Wall Street Journal op-ed by Mark Zuckerberg explains how ad targeting works … Again
The big picture: The Facebook PR train keeps chugging away into 2019 with an op-ed from CEO Mark Zuckerberg published in WSJ. The piece mostly reiterates the points he made back in December 2018. This time Zuck seems to be trying to reach investors instead of users.
Facebook’s PR blitz continues, this time with an op-ed penned by Mark Zuckerberg in the Wall Street Journal titled “The Facts About Facebook.” In it he explains that many people have questioned his business model, so he felt the need to clarify things.
“Recently I’ve heard many questions about our business model, so I want to explain the principles of how we operate,” he opens.
He then goes on to expound at length about how ad targeting works and how Facebook doesn’t sell users’ data. Much of it is the same spiel he posted on his personal Facebook page late last December. Only the venue (and the audience) has changed.
“People assume we do things that we don’t do. For example, we don’t sell people’s data, even though it’s often reported that we do.”
Instead of selling advertisers users’ information, it collects data from them and puts it into categories. It then sells ads that target these categories to the industry.
It has all been said before and is really quite telling. It would seem that Zuck wants to make sure that the message he sent to users reaches its investors and shareholders who may not even have Facebook accounts. What better place to do that than the Wall Street Journal?
A quick look at Facebook stock over the last six months shows why Mr. Zuckerberg may have thought extra effort to reach investors was necessary. Just in the last half of 2018, stock plummetted over 40 percent, falling from a high of $217.50 to $124.06 per share. It rallied back in December after his Facebook post to users, but only to $131 by year’s end.
Shares continue to recover in 2019, but not at a very impressive rate having regained only seven points since the first of the year.

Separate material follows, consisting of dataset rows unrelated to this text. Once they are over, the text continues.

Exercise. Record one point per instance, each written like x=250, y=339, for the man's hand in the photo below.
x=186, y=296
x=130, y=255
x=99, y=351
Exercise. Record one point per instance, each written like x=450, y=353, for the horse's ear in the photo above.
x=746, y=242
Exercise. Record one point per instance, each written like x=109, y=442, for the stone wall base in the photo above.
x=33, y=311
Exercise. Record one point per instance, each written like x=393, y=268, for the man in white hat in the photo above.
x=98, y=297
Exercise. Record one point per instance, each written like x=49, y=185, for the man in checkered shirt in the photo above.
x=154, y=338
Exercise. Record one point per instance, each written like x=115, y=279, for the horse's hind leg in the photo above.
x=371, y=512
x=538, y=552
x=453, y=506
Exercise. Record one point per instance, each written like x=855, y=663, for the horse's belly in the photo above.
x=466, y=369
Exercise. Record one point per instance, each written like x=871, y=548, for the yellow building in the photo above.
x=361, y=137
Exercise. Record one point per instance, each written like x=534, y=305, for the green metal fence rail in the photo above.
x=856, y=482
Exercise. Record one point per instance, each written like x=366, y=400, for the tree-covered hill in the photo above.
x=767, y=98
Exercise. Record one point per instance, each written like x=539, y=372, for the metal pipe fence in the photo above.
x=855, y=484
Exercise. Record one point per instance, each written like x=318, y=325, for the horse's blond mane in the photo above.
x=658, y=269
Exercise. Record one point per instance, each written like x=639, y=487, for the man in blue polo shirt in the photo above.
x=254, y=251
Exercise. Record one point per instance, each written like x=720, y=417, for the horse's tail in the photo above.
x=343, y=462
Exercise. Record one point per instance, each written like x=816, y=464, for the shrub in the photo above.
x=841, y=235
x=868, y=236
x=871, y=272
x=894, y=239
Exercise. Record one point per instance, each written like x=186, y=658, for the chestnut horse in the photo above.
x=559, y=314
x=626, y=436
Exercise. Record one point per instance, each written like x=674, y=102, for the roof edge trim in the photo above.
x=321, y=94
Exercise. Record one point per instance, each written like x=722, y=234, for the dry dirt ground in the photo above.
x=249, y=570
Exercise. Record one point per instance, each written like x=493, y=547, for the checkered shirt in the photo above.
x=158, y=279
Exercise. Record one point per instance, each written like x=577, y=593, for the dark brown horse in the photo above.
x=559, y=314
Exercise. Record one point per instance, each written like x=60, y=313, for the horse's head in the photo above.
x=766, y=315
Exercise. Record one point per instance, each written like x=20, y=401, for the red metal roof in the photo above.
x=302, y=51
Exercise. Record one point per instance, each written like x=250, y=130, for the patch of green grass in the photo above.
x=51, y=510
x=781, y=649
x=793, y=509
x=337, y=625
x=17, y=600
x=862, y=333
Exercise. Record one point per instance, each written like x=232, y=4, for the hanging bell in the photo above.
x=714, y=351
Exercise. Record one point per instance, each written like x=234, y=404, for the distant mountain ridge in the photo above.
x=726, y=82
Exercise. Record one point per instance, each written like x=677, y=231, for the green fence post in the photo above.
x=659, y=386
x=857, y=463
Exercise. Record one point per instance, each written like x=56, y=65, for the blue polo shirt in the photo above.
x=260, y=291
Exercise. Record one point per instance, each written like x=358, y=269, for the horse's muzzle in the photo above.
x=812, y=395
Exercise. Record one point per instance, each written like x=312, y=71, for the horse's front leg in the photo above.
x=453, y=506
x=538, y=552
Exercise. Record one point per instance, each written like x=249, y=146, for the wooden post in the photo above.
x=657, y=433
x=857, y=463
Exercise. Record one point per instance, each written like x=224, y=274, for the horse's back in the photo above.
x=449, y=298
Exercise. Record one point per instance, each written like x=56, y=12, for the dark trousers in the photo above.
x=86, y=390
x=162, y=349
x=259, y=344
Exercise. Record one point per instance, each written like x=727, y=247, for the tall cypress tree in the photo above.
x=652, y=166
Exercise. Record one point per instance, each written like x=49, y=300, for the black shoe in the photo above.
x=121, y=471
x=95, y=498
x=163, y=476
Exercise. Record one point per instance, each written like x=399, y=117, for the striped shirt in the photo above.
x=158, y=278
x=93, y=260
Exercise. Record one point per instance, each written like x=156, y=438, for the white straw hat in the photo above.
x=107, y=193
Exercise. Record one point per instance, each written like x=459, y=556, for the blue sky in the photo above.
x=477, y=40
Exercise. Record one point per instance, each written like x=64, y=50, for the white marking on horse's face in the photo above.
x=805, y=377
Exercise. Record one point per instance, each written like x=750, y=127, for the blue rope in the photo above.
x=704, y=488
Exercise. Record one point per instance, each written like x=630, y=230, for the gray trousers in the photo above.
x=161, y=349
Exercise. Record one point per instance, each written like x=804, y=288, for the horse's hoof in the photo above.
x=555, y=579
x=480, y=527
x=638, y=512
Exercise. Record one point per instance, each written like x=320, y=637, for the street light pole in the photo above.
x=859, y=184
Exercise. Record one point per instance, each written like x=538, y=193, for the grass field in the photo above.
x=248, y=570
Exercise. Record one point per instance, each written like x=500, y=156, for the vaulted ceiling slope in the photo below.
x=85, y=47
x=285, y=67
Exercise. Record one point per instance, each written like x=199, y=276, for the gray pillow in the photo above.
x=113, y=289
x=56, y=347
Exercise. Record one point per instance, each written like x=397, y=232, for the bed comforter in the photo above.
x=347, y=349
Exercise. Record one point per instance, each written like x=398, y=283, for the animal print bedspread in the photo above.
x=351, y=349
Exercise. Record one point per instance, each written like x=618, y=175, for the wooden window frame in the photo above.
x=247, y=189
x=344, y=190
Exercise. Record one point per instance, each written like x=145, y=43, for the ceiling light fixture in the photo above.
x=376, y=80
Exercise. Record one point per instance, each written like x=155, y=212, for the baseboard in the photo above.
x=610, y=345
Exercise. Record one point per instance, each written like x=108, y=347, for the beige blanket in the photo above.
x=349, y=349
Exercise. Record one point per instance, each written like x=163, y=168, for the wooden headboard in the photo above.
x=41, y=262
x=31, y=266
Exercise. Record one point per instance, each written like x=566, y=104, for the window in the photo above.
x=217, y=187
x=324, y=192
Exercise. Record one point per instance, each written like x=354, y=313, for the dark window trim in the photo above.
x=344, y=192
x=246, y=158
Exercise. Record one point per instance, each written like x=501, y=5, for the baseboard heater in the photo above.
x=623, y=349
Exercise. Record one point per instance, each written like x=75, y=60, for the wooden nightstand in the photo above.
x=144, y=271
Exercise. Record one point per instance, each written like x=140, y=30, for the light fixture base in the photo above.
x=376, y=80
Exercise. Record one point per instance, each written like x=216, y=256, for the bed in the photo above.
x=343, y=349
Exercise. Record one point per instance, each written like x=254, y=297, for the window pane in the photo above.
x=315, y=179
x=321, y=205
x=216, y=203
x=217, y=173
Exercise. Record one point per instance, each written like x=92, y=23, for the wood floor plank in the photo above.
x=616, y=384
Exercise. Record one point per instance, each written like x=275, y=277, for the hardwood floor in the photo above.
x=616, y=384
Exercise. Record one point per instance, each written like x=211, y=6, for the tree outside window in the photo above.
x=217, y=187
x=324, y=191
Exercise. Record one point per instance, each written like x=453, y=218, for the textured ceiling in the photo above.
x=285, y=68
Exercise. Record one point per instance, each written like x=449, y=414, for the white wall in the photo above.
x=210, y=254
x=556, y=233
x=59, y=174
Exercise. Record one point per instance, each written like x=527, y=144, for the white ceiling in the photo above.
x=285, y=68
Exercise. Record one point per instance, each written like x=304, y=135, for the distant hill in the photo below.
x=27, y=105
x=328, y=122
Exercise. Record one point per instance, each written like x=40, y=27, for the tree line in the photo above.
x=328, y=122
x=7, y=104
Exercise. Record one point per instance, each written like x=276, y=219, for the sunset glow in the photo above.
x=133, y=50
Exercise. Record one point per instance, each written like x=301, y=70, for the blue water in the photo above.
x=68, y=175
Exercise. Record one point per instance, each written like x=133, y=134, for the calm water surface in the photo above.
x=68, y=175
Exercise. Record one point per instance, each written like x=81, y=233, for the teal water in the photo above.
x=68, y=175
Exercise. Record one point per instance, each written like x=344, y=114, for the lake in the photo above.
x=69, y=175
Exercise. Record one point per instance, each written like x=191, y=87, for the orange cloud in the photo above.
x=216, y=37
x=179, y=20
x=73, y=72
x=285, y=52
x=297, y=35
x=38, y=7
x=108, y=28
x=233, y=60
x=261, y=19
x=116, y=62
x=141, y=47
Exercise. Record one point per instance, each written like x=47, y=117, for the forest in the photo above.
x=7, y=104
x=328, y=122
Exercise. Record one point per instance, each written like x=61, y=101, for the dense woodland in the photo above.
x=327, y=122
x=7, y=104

While his WSJ piece is worded as if he is addressing users, it is much more likely he is targeting a different group. There is no shortage of negative press that Zuck and company have to fend off. Everything from Cambridge Analytica to trouble with the FTC still looms over the platform’s head. He has even admitted being “at war” with its bad publicity. So it should not come as a surprise this war is being waged on multiple fronts.